While you may be able to get some of your investment back when canceling a basic economy ticket voluntarily, you’ll often pay a steep percentage of the ticket as a cancellation fee. You’ll typically also be mostly or completely restricted in your ability to change your trip.

If I have some inkling that I may end up needing to change or cancel my trip before departure, basic economy probably isn’t a good idea. If I’m confident the trip will go on as planned, and have little fear I could end up forfeiting all or most of what I paid, I might be willing to book basic economy.

Atlanta Hartsfield-Jackson International Airport (ATL). SEAN CUDAHY/THE POINTS GUY

One thing to always keep in mind

Ironically, whether I can select my own seat on a flight hardly ever figures into my basic economy decision equation. That’s because the airlines do, and pretty much always have excluded complimentary seat selection from these discount tickets.

That means you likely will not be able to guarantee that your family sits together when traveling basic economy.

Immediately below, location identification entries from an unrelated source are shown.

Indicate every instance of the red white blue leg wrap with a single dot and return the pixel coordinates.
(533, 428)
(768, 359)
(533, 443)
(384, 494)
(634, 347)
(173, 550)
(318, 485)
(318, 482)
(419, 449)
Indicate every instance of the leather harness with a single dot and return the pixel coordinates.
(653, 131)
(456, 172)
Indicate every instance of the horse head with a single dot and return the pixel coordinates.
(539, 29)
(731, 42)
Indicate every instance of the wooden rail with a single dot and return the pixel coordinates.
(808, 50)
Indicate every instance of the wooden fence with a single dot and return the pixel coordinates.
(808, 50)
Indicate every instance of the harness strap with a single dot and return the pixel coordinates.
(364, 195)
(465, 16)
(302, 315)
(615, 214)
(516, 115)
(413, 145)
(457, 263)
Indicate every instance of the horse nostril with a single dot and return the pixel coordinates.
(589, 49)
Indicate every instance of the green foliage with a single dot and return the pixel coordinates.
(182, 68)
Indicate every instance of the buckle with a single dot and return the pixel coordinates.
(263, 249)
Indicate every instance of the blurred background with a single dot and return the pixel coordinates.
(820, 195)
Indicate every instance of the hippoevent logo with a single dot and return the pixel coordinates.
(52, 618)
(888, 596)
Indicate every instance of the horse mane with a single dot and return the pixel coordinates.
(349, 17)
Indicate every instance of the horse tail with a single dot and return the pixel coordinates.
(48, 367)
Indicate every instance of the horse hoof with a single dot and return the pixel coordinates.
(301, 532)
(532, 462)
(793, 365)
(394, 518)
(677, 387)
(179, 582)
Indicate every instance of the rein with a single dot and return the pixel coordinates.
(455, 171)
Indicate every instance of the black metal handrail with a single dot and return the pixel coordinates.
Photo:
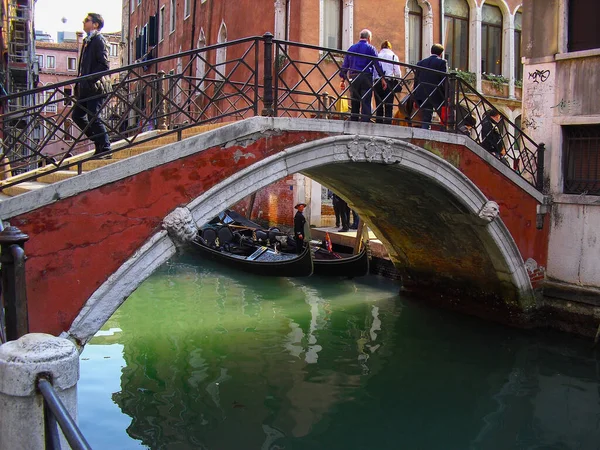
(55, 412)
(295, 80)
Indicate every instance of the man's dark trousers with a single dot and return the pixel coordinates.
(361, 91)
(83, 113)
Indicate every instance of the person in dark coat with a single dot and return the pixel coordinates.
(90, 94)
(299, 222)
(430, 91)
(491, 139)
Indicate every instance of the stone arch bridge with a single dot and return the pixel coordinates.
(94, 238)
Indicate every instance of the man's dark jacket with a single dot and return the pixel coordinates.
(93, 59)
(427, 82)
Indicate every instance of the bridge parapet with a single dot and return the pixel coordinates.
(261, 76)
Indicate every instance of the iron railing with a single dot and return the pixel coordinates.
(230, 81)
(56, 413)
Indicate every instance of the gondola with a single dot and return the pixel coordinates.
(334, 262)
(221, 244)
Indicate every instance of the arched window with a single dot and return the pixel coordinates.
(415, 31)
(456, 22)
(518, 64)
(331, 18)
(491, 39)
(221, 53)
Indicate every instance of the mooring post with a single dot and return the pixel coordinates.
(22, 362)
(12, 257)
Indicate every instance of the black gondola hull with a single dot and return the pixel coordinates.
(300, 265)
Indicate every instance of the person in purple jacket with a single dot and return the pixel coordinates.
(359, 72)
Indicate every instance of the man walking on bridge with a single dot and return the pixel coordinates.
(359, 71)
(429, 88)
(90, 94)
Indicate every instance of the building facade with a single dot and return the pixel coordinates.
(561, 109)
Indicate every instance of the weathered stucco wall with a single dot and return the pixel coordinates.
(577, 84)
(574, 253)
(540, 28)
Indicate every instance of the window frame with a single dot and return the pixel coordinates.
(573, 162)
(161, 24)
(322, 35)
(69, 59)
(487, 28)
(419, 46)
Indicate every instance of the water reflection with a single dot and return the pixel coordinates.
(223, 360)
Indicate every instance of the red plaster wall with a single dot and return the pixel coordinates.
(76, 243)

You'll often get assigned — or perhaps you'll be able to pick — a seat at check-in, at which point there will be far fewer seat options available.

For that reason, if seat selection is important to you, you may not even need to weigh a checklist of factors: basic economy may simply not be right for your travel needs.

Bottom line

With varying policies through the years and from one airline to another, basic economy versus full-fare economy policies can be a lot to keep track of. For that reason, it's a good idea to know what services and benefits are most important to you, so you can make the best decision on the right type of ticket.

Editorial disclaimer: Opinions expressed here are the author’s alone, not those of any bank, credit card issuer, airline or hotel chain, and have not been reviewed, approved or otherwise endorsed by any of these entities.